Re: [PATCH v2 2/5] hugetlb: convert page_huge_active() HPageMigratable flag

From: Mike Kravetz
Date: Wed Jan 20 2021 - 19:12:15 EST


On 1/20/21 2:00 AM, Oscar Salvador wrote:
> On Wed, Jan 20, 2021 at 10:59:05AM +0100, Oscar Salvador wrote:
>> On Tue, Jan 19, 2021 at 05:30:46PM -0800, Mike Kravetz wrote:
>>> Use the new hugetlb page specific flag HPageMigratable to replace the
>>> page_huge_active interfaces. By it's name, page_huge_active implied
>>> that a huge page was on the active list. However, that is not really
>>> what code checking the flag wanted to know. It really wanted to determine
>>> if the huge page could be migrated. This happens when the page is actually
>>> added the page cache and/or task page table. This is the reasoning behind
>>> the name change.
>>>
>>> The VM_BUG_ON_PAGE() calls in the *_huge_active() interfaces are not
>>> really necessary as we KNOW the page is a hugetlb page. Therefore, they
>>> are removed.
>>>
>>> The routine page_huge_active checked for PageHeadHuge before testing the
>>> active bit.

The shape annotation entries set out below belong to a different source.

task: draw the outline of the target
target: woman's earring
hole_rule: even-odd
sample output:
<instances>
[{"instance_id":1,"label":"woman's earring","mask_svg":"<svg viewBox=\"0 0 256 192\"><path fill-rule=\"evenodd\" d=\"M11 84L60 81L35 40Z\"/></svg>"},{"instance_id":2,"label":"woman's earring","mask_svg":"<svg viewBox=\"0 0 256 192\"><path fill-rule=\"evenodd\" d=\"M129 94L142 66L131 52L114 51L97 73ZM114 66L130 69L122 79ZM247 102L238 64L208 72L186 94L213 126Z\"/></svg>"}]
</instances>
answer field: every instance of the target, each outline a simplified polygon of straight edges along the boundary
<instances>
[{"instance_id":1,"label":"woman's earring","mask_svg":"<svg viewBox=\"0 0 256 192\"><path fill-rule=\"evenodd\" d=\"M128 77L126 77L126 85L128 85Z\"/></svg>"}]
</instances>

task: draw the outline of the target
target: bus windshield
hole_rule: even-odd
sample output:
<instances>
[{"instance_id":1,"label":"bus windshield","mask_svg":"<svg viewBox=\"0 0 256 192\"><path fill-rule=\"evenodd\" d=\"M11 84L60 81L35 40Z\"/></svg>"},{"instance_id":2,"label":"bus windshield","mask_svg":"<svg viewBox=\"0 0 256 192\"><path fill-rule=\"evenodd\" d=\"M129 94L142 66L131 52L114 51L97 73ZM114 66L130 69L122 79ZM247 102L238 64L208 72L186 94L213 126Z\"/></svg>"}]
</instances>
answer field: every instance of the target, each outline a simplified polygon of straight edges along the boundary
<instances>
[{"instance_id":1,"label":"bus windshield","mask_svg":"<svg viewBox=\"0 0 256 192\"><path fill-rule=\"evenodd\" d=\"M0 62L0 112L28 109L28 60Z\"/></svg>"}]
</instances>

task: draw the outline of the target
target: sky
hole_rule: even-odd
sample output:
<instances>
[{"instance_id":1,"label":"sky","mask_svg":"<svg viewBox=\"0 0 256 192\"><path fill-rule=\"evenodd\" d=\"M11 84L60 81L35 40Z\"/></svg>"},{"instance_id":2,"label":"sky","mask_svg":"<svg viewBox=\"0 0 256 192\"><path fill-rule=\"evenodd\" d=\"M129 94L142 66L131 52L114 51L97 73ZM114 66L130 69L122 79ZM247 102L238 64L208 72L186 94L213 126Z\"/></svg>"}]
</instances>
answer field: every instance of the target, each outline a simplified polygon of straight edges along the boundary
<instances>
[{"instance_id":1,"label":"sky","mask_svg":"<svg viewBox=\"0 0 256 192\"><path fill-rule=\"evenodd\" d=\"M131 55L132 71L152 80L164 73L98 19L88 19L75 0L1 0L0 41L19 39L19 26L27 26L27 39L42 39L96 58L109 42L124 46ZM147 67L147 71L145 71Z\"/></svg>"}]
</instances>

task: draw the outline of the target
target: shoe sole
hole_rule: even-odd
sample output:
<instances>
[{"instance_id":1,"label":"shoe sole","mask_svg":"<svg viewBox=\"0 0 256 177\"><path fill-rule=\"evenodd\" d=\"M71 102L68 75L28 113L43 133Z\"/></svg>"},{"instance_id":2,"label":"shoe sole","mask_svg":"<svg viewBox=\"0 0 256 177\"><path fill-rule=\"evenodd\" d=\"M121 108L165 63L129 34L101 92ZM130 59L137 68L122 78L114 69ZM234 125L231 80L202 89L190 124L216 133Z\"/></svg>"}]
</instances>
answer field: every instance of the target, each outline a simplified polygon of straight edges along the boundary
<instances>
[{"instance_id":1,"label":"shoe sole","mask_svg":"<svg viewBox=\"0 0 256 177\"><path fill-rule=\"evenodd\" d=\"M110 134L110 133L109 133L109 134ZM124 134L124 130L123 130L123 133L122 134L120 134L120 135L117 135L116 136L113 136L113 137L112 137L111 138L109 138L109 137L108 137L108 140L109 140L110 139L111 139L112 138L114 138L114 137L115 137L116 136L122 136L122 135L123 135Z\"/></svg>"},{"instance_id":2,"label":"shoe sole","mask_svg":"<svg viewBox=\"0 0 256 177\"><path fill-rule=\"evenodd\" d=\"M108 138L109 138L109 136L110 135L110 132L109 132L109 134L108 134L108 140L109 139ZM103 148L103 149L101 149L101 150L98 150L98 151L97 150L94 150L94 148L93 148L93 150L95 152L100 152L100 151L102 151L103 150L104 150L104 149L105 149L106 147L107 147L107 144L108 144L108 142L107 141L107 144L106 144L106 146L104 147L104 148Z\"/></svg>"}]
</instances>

This is unnecessary in the case where we hold a reference or
>>> lock and know it is a hugetlb head page. page_huge_active is also called
>>> without holding a reference or lock (scan_movable_pages), and can race with
>>> code freeing the page. The extra check in page_huge_active shortened the
>>> race window, but did not prevent the race. Offline code calling
>>> scan_movable_pages already deals with these races, so removing the check
>>> is acceptable. Add comment to racy code.
>>>
>>> Signed-off-by: Mike Kravetz <mike.kravetz@xxxxxxxxxx>
>>
>> Hi Mike,
>>
>> This comment addresses both this patch and the next one.
>>
>> Instead of putting the SetHPageMigratable flag spread over the
>> allocation paths, would it make more sense to place it in
>> alloc_huge_page before returning the page?
>> Then we could opencode SetHPageMigratableIfSupported right there.
>
> and in putback_active_hugepage.


Hi Oscar,

In Muchun's series of hugetlb bug fixes, Michal asked the same question.

https://lore.kernel.org/linux-mm/7e69a55c-d501-6b42-8225-a677f09fb829@xxxxxxxxxx/

The 'short answer' is that the this would allow a page to be migrated
after allocation but before the page fault code adds it to the page
cache or page tables. This actually caused bugs in the past.